Cinta Kejut Listrik
Langkah kaki sudah kupersiapkan menuju tujuan hidup masa
ini. Tas hitam dengan bis abu-abu itu mungkin akan mendapat gejala overdosis,
menampung kegiatan 9 jam di tempat terjenuh dalam hidup. Namun punggungku masih
enggan menyandangnya. Perutku masih kosong pagi ini. Di meja persegi panjang
beralas kain seadanya itu belum memilliki beban apapun pagi ini. Hah,,,,, perasaan rindu orang tua mulai menghampiriku.
Mungkin 9 tahun sudah hal ini kurasakan. Saat dimana mereka pikir aku sudah
bisa mengurus diri sendiri. Bodohnya, aku menyetujui perjanjian perpisahan itu,
tanpa pikir jika sekali kumerasakan rindu, pekatnya batin ini bergejolak
akan memuntahkan lahar rindu yang sudah
terpedam lama, dalam sekali ledakan dahsyat. Meski kepala dua sudah kulewati
4 tahun lalu. Tapi sifat kekanak-kanakan
masih mendarah daging dalam tubuh yang mungkin akan mencapai 165 ini.
Tong, teng,,,!!! Jam tua pemberian Atuk mengejutkan
lamunan pagiku. Biasanya kadang bersuara kadang tak berbunyi, bahkan berhenti
berputar pada porosnya. Tapi kali ini entah apa yang menyemangati, ia berdetak
mulus tanpa rintangan yang berarti. Dentangan antar besi tua itu selaras
mengingatkan angkot langgananku yang mungkin telah menuggu di depan gang sempit
berdinding lukisan liar. Tanpa isi, perutku lupa akan nutrisi yang belum didapat
pagi ini. Benar saja, Bang Ujang telah datang. Kaki setengah tegap berdiri
dengan topangan mobil yang kuat berdiri. Asap rokoknya sudah mencemari embun
pagi. Kumis lebat tanpa jenggot, yang mungkin belum dibersihkannya. Tampak dari
tiga butir nasi putih telah hinggap di sela-sela kumis itu entah sejak kapan. Tatapannya
masih sayu padaku. Sekejap tatapan itu berayun menuju pintu angkot tak berdaun
miliknya. Pertanda menyuruhku masuk pada deretan jiwa yang semangat memulai hidup. Bang Ujang
kini bertopang pada kakinya 100%, lalu membawa badannya menuju pintu berdaun
disebelah kanan. Mungkin dia menganggapku sudah mengerti akan isyarat kecil
itu. Mengingat ia sudah melakukannya sejak dua tahun silam, ketika pertama kali
aku memilih tinggal di pemukiman padat untuk melanjutkan S2ku setelah vakum
satu tahun. Kunaiki angkot kuning terang itu. Muka cemas, senang, kusam, bahkan
muka datar pun lengkap didalamnya. Meski ku tau pemukiman ini heterogen, tapi
belum sampai pikiranku tentang muka yang heterogen pula.
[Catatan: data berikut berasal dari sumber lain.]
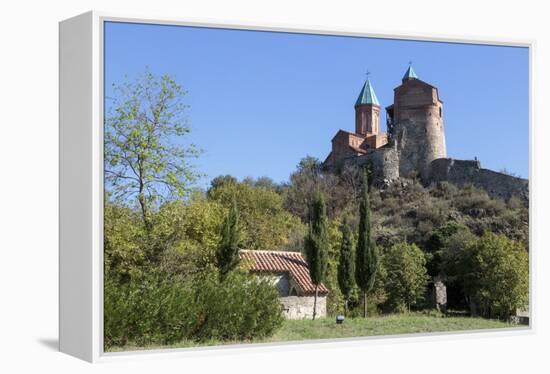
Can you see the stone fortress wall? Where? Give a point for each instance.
(417, 146)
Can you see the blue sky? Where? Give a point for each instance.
(260, 101)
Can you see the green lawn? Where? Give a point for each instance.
(326, 328)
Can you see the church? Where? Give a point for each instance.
(414, 145)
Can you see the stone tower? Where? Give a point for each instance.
(416, 118)
(367, 111)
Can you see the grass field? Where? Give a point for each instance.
(326, 328)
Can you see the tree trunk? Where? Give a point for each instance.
(364, 304)
(315, 303)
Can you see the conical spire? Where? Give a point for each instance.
(367, 95)
(410, 74)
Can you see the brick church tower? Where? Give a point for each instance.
(367, 111)
(367, 136)
(417, 118)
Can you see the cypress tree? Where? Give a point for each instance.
(346, 268)
(227, 254)
(366, 260)
(316, 244)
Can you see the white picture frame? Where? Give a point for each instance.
(81, 182)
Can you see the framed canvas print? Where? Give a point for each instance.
(230, 185)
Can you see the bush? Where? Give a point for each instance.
(406, 276)
(498, 281)
(243, 307)
(159, 310)
(147, 310)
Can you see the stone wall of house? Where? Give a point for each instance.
(462, 172)
(301, 307)
(280, 280)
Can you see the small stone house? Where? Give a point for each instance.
(290, 273)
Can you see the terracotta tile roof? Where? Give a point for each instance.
(278, 262)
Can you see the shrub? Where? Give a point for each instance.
(147, 310)
(243, 307)
(406, 276)
(498, 281)
(158, 310)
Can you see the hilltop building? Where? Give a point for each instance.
(414, 145)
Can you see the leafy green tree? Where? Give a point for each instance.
(406, 275)
(346, 269)
(316, 244)
(264, 223)
(498, 279)
(367, 256)
(144, 154)
(227, 255)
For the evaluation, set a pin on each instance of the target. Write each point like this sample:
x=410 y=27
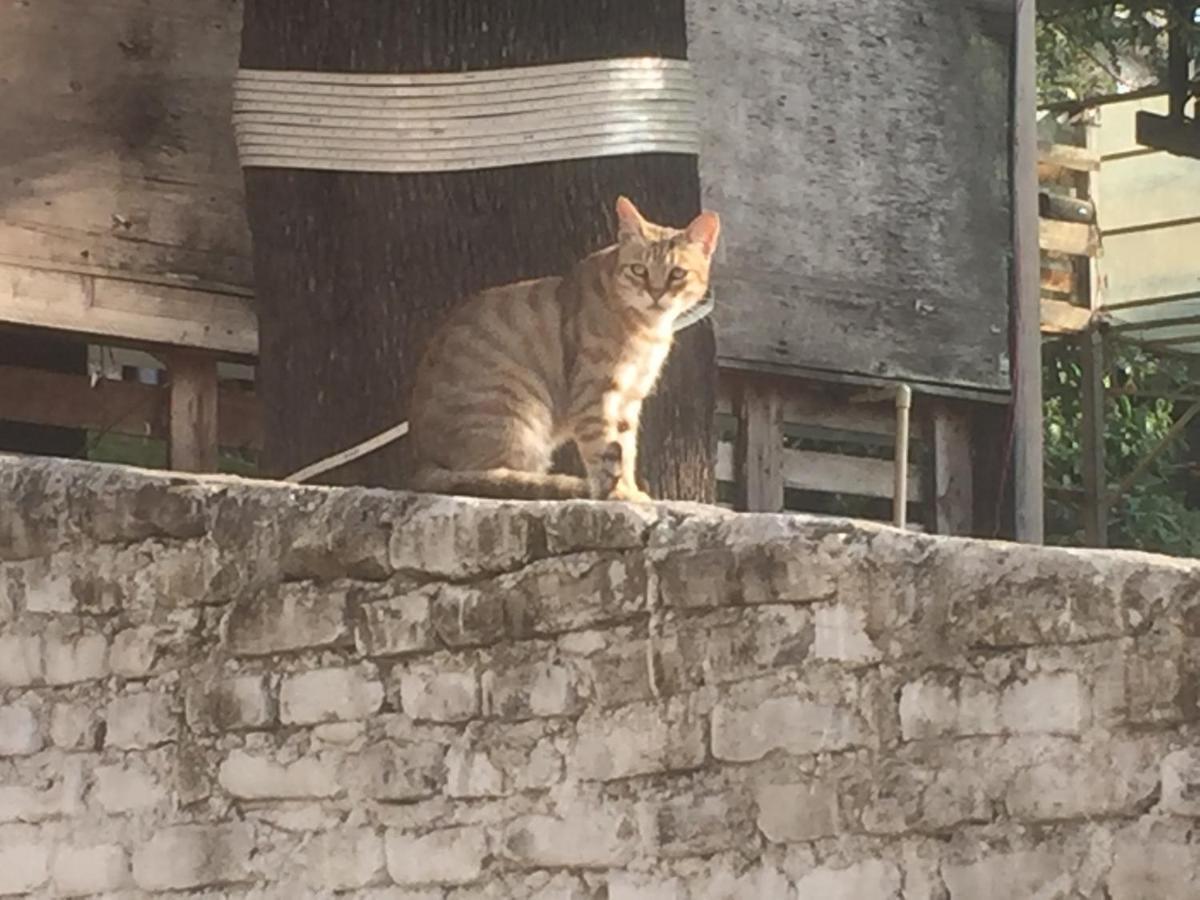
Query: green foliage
x=1093 y=47
x=1152 y=515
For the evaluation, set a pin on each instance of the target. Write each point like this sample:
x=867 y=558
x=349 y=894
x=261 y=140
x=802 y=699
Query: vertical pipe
x=1027 y=449
x=900 y=492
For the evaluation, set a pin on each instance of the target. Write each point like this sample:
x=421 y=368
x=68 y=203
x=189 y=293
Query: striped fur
x=520 y=370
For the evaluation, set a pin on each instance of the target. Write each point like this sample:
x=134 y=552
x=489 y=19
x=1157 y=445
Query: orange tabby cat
x=516 y=371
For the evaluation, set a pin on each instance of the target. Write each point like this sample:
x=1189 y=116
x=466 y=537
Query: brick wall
x=246 y=690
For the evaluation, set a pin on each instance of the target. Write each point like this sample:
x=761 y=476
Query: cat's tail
x=501 y=484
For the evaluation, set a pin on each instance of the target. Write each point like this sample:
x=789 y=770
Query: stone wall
x=247 y=690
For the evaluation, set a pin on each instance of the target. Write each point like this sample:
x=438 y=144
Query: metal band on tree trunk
x=468 y=120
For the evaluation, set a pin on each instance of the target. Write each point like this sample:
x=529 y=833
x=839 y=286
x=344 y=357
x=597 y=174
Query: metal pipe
x=900 y=492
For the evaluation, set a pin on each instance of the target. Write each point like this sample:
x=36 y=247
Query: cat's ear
x=703 y=231
x=630 y=222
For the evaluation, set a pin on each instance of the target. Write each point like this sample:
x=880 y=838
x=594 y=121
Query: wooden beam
x=1073 y=238
x=193 y=411
x=127 y=311
x=821 y=405
x=759 y=454
x=1092 y=396
x=1062 y=318
x=70 y=401
x=834 y=473
x=953 y=473
x=1060 y=281
x=1027 y=448
x=1065 y=156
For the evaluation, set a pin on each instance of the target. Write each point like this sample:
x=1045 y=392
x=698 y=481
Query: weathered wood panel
x=117 y=149
x=1150 y=220
x=1151 y=263
x=859 y=155
x=1150 y=189
x=127 y=311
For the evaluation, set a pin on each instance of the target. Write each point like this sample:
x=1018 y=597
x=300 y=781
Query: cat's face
x=663 y=271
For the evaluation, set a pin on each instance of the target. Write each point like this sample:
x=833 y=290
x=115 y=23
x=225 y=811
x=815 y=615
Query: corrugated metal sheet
x=1150 y=220
x=469 y=120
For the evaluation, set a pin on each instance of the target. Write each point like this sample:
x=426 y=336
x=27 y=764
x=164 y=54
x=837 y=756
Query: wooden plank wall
x=858 y=154
x=119 y=167
x=1151 y=223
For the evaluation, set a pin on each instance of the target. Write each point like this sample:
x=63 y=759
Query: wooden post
x=193 y=412
x=1027 y=449
x=759 y=453
x=1096 y=504
x=953 y=473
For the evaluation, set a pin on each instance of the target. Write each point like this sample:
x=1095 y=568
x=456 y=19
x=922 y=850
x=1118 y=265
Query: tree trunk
x=354 y=270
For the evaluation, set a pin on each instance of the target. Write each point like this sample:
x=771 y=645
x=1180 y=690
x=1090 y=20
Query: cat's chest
x=635 y=371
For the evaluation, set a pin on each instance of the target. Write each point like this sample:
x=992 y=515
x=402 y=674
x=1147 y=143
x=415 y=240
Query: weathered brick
x=234 y=703
x=517 y=689
x=697 y=579
x=450 y=856
x=875 y=880
x=397 y=625
x=347 y=538
x=129 y=786
x=1011 y=875
x=439 y=694
x=1051 y=703
x=41 y=586
x=797 y=813
x=94 y=869
x=293 y=616
x=841 y=635
x=19 y=732
x=73 y=659
x=1181 y=783
x=471 y=773
x=575 y=527
x=345 y=859
x=1065 y=780
x=761 y=881
x=73 y=726
x=256 y=778
x=450 y=539
x=397 y=772
x=193 y=856
x=24 y=868
x=133 y=652
x=467 y=617
x=1147 y=869
x=567 y=594
x=637 y=739
x=21 y=660
x=587 y=835
x=701 y=822
x=329 y=695
x=936 y=706
x=137 y=721
x=25 y=803
x=636 y=886
x=790 y=724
Treeetttt,,, rem Bang Ujang kelihatan sudah tua. Meski
rem itu tak di paksa kerja keras, namun lima menit diatasnya enam kali
berhenti, enam kali pula rem itu berbunyi seperti rem pada pembalap yang
berhenti setelah gas maximum yang dimiliki. Pandanganku tak sampai mencapai
pemandangan luar sana. Sehingga tak kuketahui siapa orang ketujuh yang menyetop
angkot Bang Ujang.
“Nik, geser!!!” Bang Ujang mengejutkanku. Pandanganku
reflek menuju semua penumpang yang memang sudah bersusun rapat tanpa spasi.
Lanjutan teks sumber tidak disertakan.